For my senior project (I'm a junior now) I want to build a robot that solves Rubik's cubes, and I have a few questions.

What language should I use? Right now, I know some Java (I've just started working with a GUI) and I have used Visual Basic before.

What method should the robot use? 

What should I make the robot out of? The Mind Storm (or whatever it's called) Lego set is a consideration, but I don't really know anything about it.

What speed do you think I should shoot for, or do you think I should just focus on the actual solving portion?


These are just basic questions that I would want some help on, but I'm probably not going to follow the EXACT format/answers I'm given, I just need some suggestions and "inspiration", or guidelines I should follow.

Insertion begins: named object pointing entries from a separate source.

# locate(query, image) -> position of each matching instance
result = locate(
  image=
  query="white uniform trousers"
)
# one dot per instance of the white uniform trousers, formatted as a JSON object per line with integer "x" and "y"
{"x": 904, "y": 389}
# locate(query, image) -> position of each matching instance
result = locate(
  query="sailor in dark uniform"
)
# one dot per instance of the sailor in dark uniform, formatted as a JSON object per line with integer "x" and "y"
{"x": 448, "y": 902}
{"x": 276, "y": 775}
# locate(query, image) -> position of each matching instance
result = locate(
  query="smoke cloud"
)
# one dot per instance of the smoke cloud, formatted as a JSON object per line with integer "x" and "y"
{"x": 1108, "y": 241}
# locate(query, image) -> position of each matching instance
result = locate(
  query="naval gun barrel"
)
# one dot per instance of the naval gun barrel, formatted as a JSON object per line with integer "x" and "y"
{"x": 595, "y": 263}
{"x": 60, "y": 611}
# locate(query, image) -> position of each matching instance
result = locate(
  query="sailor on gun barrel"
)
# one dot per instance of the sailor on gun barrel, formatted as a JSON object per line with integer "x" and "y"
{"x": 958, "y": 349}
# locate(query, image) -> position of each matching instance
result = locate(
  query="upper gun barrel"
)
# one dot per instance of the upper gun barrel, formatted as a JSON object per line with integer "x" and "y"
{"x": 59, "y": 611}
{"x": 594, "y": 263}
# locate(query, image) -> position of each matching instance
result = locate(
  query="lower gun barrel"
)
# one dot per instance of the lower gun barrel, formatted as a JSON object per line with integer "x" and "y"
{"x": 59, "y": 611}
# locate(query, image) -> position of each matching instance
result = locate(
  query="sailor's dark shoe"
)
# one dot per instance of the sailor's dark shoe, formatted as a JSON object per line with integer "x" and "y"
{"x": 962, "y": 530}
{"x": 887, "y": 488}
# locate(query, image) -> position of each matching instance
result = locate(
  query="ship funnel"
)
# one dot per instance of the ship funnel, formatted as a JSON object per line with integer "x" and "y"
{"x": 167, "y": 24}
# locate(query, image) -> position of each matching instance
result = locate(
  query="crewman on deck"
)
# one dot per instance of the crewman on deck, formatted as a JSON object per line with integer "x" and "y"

anyway, thanks for taking the time to read/respond



--Quinn Hyatt


----------



## Lucas Garron (Mar 10, 2014)

You'll probably need to come to a decision yourself, but you can look at past robots to see what has worked well: http://www.speedsolving.com/wiki/index.php/List_of_cube_solving_robots


----------



## patrickcuber (Mar 11, 2014)

the method it should use is the method you use so you can explain what the robot is doing during the solve.


----------



## brian724080 (Mar 11, 2014)

patrickcuber said:


> the method it should use is the method you use so you can explain what the robot is doing during the solve.



Robots don't solve with a speedsolving method, unless Quinn uses a human version of some algorithm made for computers.


----------



## Lucas Garron (Mar 11, 2014)

patrickcuber said:


> the method it should use is the method you use so you can explain what the robot is doing during the solve.



That's a weak argument for a questionable recommendation.
Trying to program a robot to solve like you is going to take more time than a decent solver, and will result in a slower robot. I'm not sure I'd want to explain how a robot is emulating a method designed for humans.

That said, I'm disinclined to recommend something specific right now.
If QuinnHyatt prefers (e.g. would learn more from it), perhaps the robot should use the same method.


----------